Publications

Llanos-Paredes, P. (2023) The Effect of Applied Research Institutes on Invention: Evidence from the Fraunhofer Centres in Europe. Research Evaluation. DOI: https://doi.org/10.1093/reseval/rvad028

This study examines the impact of the Fraunhofer Society, Europe’s largest network of applied research institutes, on patent applications. A difference-in-differences strategy was employed exploiting the establishment of five new Fraunhofer centres in the 2000s. The panel includes 65,963 European applicants (both firms and independent inventors) between 1980 and 2019. The results show that establishing a centre increases patent output by at least 13%, robust to using applicants of cities that established a centre by the end of the 2010s as an alternative control group. The effect is driven by an increase in applicants’ productivity and not by agglomeration dynamics.

Perez, L. M., and Llanos-Paredes, P. (2017). Vulnerable Women in a Thriving Country: An Analysis of Twenty-First-Century Domestic Workers in Peru. Latin American Research Review, 52(4), 552–570. DOI: http://doi.org/10.25222/larr.67

Paid domestic workers represent a historically discriminated-against group comprising mostly ethnically marginalized, resource-poor migrant women. In twenty-first-century Peru, social and labor rights have not improved significantly for those in the sector despite more than a decade of sustained economic growth that took off in 2002 and lasted until 2014. Though the present national trend suggests that the absolute number of workers in this sector is dropping and that the tendency of workers to “live in” with their employers is reversing (trends that might signal improved working conditions for those in the sector), significant gaps still exist between the rights of domestic workers as compared to other workers. This article analyzes the intersectionality of gender, ethnicity and/or migration status, and class as one possible explanation for the continued vulnerability of paid domestic workers. We examine statistical information on the present situation in Peru, including a trends analysis of the National Household Survey from 2004 to 2013, and share the results of our qualitative research on the sector for the same period. We conclude with recommendations for future studies.

Work in Progress

Llanos-Paredes, P. [2025, under review] Conditional Industrial Policy in Action: Employment and Productivity Effects of a German Investment Subsidy. Preprint.
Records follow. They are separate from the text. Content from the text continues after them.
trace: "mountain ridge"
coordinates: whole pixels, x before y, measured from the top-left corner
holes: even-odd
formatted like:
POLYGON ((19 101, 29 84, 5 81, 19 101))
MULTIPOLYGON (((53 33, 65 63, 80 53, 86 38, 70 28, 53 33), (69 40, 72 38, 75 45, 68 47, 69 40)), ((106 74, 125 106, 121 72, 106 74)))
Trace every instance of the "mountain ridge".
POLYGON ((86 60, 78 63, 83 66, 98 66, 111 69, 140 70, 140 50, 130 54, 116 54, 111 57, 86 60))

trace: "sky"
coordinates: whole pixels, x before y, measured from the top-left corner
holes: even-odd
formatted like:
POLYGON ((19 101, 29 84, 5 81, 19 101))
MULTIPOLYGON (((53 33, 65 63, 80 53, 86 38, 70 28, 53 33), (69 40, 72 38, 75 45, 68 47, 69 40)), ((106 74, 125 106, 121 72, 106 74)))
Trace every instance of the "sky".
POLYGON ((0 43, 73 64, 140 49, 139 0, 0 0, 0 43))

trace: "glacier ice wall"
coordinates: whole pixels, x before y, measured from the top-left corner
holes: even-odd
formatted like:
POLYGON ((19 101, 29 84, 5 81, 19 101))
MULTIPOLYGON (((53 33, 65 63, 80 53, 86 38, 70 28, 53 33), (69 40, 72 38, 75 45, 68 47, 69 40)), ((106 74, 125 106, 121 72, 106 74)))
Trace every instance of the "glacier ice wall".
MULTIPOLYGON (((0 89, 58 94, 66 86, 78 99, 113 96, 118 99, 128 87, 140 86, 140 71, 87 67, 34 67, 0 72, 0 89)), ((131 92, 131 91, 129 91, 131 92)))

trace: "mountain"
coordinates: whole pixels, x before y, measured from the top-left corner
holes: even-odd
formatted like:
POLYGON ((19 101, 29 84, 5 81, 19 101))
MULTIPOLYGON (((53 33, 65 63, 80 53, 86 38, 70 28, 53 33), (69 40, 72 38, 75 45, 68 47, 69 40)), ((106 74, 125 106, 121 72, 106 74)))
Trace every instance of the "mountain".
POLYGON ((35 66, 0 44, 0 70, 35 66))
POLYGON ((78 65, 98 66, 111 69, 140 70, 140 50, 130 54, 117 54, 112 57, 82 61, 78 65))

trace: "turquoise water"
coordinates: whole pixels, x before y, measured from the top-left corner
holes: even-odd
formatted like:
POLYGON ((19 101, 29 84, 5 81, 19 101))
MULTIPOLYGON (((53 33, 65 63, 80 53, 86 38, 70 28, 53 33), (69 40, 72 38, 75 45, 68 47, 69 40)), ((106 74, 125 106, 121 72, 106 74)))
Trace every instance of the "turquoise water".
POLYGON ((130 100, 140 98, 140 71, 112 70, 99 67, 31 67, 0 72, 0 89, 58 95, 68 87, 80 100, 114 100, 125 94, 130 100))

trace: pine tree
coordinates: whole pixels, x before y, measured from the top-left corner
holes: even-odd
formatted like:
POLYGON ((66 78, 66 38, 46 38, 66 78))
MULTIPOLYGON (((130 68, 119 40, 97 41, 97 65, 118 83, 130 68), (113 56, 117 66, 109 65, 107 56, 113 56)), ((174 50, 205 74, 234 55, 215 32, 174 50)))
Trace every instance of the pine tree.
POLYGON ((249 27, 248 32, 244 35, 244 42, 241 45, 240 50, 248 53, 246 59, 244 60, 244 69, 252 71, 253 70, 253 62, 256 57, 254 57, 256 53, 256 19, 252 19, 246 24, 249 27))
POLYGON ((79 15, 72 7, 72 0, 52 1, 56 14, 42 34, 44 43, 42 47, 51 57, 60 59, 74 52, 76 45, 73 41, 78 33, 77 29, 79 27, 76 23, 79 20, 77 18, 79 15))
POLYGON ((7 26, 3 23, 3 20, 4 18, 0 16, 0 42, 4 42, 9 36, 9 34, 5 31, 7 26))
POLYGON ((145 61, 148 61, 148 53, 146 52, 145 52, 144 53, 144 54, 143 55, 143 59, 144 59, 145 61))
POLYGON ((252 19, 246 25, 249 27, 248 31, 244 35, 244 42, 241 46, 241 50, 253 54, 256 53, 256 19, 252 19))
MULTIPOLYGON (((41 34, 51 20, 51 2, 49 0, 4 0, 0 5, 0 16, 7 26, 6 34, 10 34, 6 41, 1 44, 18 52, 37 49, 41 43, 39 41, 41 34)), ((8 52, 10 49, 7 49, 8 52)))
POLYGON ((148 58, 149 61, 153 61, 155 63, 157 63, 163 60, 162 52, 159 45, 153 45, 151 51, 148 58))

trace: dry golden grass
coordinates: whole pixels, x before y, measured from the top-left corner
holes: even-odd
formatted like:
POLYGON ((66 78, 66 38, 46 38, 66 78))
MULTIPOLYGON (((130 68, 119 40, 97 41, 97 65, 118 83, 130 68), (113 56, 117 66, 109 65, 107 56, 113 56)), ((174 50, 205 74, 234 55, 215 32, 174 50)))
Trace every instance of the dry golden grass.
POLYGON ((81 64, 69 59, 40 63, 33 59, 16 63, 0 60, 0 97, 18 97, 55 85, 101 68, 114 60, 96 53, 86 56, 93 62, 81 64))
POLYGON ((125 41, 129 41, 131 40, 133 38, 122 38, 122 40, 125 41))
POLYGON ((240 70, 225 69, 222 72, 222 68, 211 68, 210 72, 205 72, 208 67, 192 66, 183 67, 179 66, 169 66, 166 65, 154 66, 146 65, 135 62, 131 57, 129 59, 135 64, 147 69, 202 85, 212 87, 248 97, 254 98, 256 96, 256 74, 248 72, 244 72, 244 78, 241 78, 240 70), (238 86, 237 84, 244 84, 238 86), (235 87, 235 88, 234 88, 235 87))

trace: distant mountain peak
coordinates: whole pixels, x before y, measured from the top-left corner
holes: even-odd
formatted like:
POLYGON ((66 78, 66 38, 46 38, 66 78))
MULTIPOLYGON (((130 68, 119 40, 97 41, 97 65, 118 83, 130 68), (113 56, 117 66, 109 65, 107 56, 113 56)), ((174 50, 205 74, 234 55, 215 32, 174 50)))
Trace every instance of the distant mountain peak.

Comparative and historical studies have suggested that conditionalities are essential in the design of effective industrial policies. In this article, I test this hypothesis by exploiting novel data on the beneficiaries of a conditional investment subsidy in Germany. I link the records with detailed financial data of German manufacturing firms, and leverage the spatial targeting of the policy to implement a difference-in-differences strategy. The results show that the intervention had a large and positive impact on employment and total factor productivity. The comparison with another (unconditional) subsidy provides further evidence of the relevance of conditionalities in its design.

Frey, C., and Llanos-Paredes, P. [2025, under review] Lost in Translation: Artificial Intelligence and the Demand for Foreign Language SkillsPreprint

Rapid advancements in artificial intelligence (AI) have sparked debate over its employment effects, yet evidence on AI’s labor market impacts remains scant. This study investigates the labor market effects of machine translation (MT) on a) employment and wages in the translation profession; and b) the demand for foreign language skills across occupations and industries. Taking advantage of the heterogeneity in the use of MT across 695 local labor markets in the United States, we analyze its effects post-2010, when Google Translate was released as an app. Doing so, we document a negative relationship between Google Translate adoption and translator employment, corroborated by an instrumental variable approach, and a host of placebo regressions. Similarly, improvements in MT reduced the demand for all foreign language skills investigated, including for Spanish, Chinese, Japanese, French, and German.

Llanos-Paredes, P. [2025, R&R] The Persistent Effect of Trade Shocks on Employment: Evidence from the China Shock in Europe. Labour Economics.

Frey, C., and Llanos-Paredes, P. [2025] Who Governs Climate Change? Business Interests and the American Clean Energy and Security Act.